##Druid Puppet Module

This is a basic puppet module for managing various Druid nodes. The module will download and install the defined Druid version libraries, bootstrap the defined Druid nodes, and maintain the Druid server processes using Supervisord.

WTF is Druid? Druid is an open-source analytics data store designed for real-time exploratory queries on large-scale event data. Druid provides cost-effective, highly-available real-time data ingestion and arbitrary data exploration. Built by a few really awesome guys over at Metamarkets.

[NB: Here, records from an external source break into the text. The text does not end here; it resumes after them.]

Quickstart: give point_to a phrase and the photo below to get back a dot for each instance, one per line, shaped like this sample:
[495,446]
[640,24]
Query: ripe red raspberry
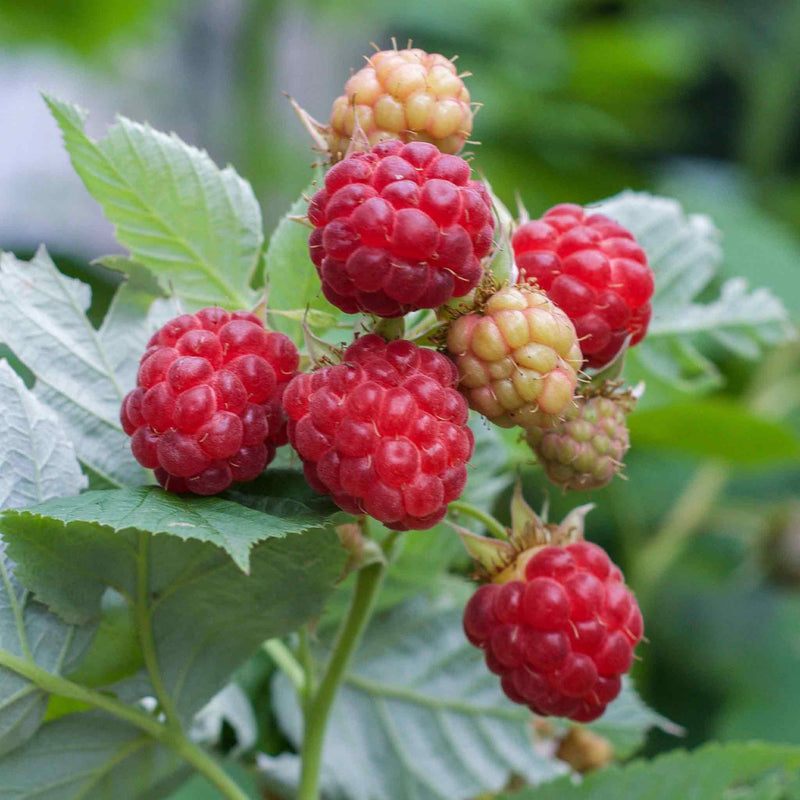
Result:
[384,432]
[517,358]
[400,228]
[408,95]
[206,410]
[594,269]
[561,637]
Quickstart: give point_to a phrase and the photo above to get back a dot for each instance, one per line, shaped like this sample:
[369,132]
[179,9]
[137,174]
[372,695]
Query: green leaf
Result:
[708,773]
[419,715]
[81,374]
[198,615]
[196,227]
[684,253]
[292,280]
[715,429]
[90,756]
[37,462]
[228,525]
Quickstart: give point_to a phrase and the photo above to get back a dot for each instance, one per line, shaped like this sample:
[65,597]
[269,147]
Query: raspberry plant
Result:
[285,613]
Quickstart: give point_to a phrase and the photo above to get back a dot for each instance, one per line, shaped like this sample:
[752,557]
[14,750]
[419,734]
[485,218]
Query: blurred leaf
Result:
[684,254]
[44,322]
[717,429]
[90,755]
[292,280]
[419,715]
[198,228]
[710,773]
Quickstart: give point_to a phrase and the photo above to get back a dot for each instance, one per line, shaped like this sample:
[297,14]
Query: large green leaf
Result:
[292,280]
[82,374]
[198,228]
[684,252]
[715,429]
[198,615]
[711,773]
[90,756]
[419,715]
[37,462]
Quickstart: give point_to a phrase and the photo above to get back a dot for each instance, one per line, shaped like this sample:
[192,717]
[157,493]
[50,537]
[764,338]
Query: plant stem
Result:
[368,582]
[492,525]
[284,659]
[168,736]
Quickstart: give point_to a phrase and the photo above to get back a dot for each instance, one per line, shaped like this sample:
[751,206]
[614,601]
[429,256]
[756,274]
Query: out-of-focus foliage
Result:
[696,99]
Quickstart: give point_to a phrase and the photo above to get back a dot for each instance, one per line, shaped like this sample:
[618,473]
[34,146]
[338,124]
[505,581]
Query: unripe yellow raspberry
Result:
[409,95]
[518,358]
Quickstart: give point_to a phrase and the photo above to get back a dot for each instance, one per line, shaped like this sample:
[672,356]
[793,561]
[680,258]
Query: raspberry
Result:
[561,638]
[206,410]
[408,95]
[399,228]
[517,358]
[584,451]
[592,268]
[384,432]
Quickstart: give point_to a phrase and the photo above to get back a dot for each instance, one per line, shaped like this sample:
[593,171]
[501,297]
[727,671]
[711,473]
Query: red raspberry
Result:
[384,432]
[594,269]
[562,638]
[400,228]
[206,410]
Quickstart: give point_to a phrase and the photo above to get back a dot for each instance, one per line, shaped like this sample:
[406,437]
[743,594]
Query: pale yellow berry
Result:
[487,341]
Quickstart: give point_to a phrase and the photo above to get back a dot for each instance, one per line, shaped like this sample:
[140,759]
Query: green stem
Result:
[168,736]
[492,525]
[307,662]
[368,582]
[284,659]
[146,632]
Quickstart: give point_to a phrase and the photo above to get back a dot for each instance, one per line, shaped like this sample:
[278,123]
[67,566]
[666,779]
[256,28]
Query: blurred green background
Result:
[696,99]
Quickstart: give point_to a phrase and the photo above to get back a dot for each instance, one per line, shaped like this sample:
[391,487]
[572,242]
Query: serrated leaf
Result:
[195,226]
[202,615]
[706,773]
[292,280]
[419,715]
[231,526]
[684,252]
[90,756]
[37,462]
[716,429]
[44,322]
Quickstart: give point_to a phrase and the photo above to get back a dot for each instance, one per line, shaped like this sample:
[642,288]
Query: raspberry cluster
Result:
[585,450]
[517,358]
[408,95]
[561,638]
[399,228]
[592,268]
[206,410]
[384,432]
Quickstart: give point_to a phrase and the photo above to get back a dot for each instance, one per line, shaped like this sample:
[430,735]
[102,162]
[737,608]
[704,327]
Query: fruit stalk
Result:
[368,583]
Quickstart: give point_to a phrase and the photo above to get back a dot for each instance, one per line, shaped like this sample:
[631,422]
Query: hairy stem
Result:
[368,582]
[168,736]
[284,659]
[492,525]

Disclaimer: This is a very rough module and has only been tested so far with Ubuntu 12.04 LTS 64bit, but should work with most Debian based distributions. I would recommend only using this module in development unless you really know what your doing and have read through all of the Druid.io Docs.

###Requirements:

Puppet stdlib
Puppet supervisor
Puppet concat
JRE (will install openjdk-7-jre-headless by default)
AmazonS3 account for historical nodes
Available ZooKeeper instance

###Todo:

DRY things up
Better support for hiera
Dynamic nodes
Better indexing service support
Better supervisord handling
Hadoop indexing configurations
Better download handling
More validations
Pre-configuration to run out of the box
Optional S3 (may not need historical)
Other platform support
Declarative RT node spec configuration
Vagrantfile
Example manifests for default Druid examples

NOTE: Using the default Realtime Node configuration, you will be required to have a RabbitMQ instance available. See the extensions property for Class druid::node::realtime.

###Bootstrap

  class { 'druid':
    mysql_host        => 'localhost',
    mysql_port        => 3306,
    mysql_db          => 'druid',
    mysql_user        => 'root',
    mysql_pass        => 'root',
    storage_bucket    => 'some_awesome_bucket',
    storage_base_key  => 'some_bucket_base_key',
    s3_access_key     => 'SOME_KEY',
    s3_secret_key     => 'SOME_SECRET',
  }

###All nodes on single server

  # Druid Coordinator (cluster management)
  class { 'druid::node::coordinator':
    port  => 8090,
  }
  
  # Druid Historical (deep storage)
  class { 'druid::node::historical':
    port => 8091,
  }

  # Druid Realtime (event processing)
  class { 'druid::node::realtime':
    port        => 8092,
    spec_hash   => [{ ...my realtime spec... }],
  }

  # Druid Broker (query broker)
  class { 'druid::node::broker':
    port => 8093,
  }

  # Druid Overlord (indexing service)
  class { 'druid::node::overlord':
    port => 8094,
  }

###License

GNU General Public License v3 (GPL-3)